Act four, what do you think you’re learning from me? What do you think you’re learning from me? This is an opportunity for gratitude, for acknowledgement, for appreciation, because, at the end of the day, this other person is there with you. They’re sitting through that discomfort, that uncomfortable conversation.
Number 10, second part of landing the plane of act four, what is one experience you can’t wait for us to share and why? This is talking about the future. Where are we going together? Now, we start resolving at the very end.
These two last questions are, in my opinion, essential to ask to go to the very beginning of part one that you spoke about, which is how do we know if we live the life that matters? How do we say the things that are so important? Because it’s so temporal. Eleven, if this were our last conversation, what would you never want me to forget? If this was our last conversation because what would you never want me to forget? Let’s go there. Why are we waiting until some disaster happens? And then maybe you’ll tell me then. No, we don’t have that luxury. Let’s share that now. And, by the way, that answer can change. Every week, every year, something new happens. And the last one is, why do you love me?
Greg McKeown:
Yeah, they’re just so good, and the construction of them as a movie storyline past, present, future there’s a bit of future is itself well-designed. Something that I’ve, an exercise I’ve run all over the world with organizations includes an eight-minute process where they first graphically draw down their life from this point, from the time of their birth till now, and then they share it with each other. It’s a very succinct experience and I think about it like a strategic narrative. It’s past up to the present, and you just suddenly see a whole version of somebody that isn’t captured in their job title, which is often as deep as we get in our understanding of somebody in a work environment. And what you’re outlining for us in this book and in this conversation is a strategic narrative for the relationship, and so that’s such a useful thing to add.

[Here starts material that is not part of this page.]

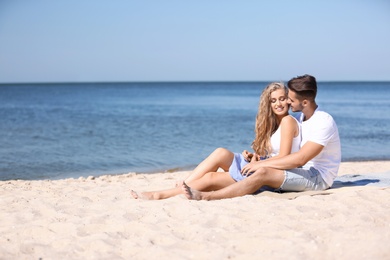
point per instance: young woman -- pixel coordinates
(277, 135)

If you’re in a work environment, okay, fine, maybe you just need to learn about each other. Just what’s your story? You don’t have the origin story in the same way as you do in an intimate relationship and a close relationship, but that’s what it seems to me that you’re doing, and it is just so useful, so well-constructed, and opens my mind to a lot of applications in my own life and in the groups that I work with, and I just loved every moment of our conversation. So, thank you for being with us again on the podcast.
Topaz Adizes:
It’s a pleasure. It was really a pleasure. Thank you so much for this. It was awesome.
Greg McKeown:
For everybody listening. You know the questions. What is something that stood out to you today, you know? What did you hear? What did you think about? What did you feel? Secondly, what is something you can do now? How can you apply this in the next five minutes, 10 minutes, certainly today that you can initiate something with somebody. Maybe it’s getting these, you know this card game. Maybe it’s getting one of the card games. Ordering that. That would certainly spark this conversation to continue.
The book is 12 Questions for Love. It’s an unusually great position for you because you can get the book and then you can have the cards to go with it. So you will really understand the sequence of these questions. Why to ask them, so much more than you would ever get in the game alone, but together, what a great combination these are.
This marvelous new book from a marvelous individual, award winner in every way, but now with an award-winning book, 12 Questions for Love. Go order it right now. Go get it immediately. And who will you have that conversation with so that you can continue this conversation now that this conversation has come to a close? Thank you really. Thank you for listening.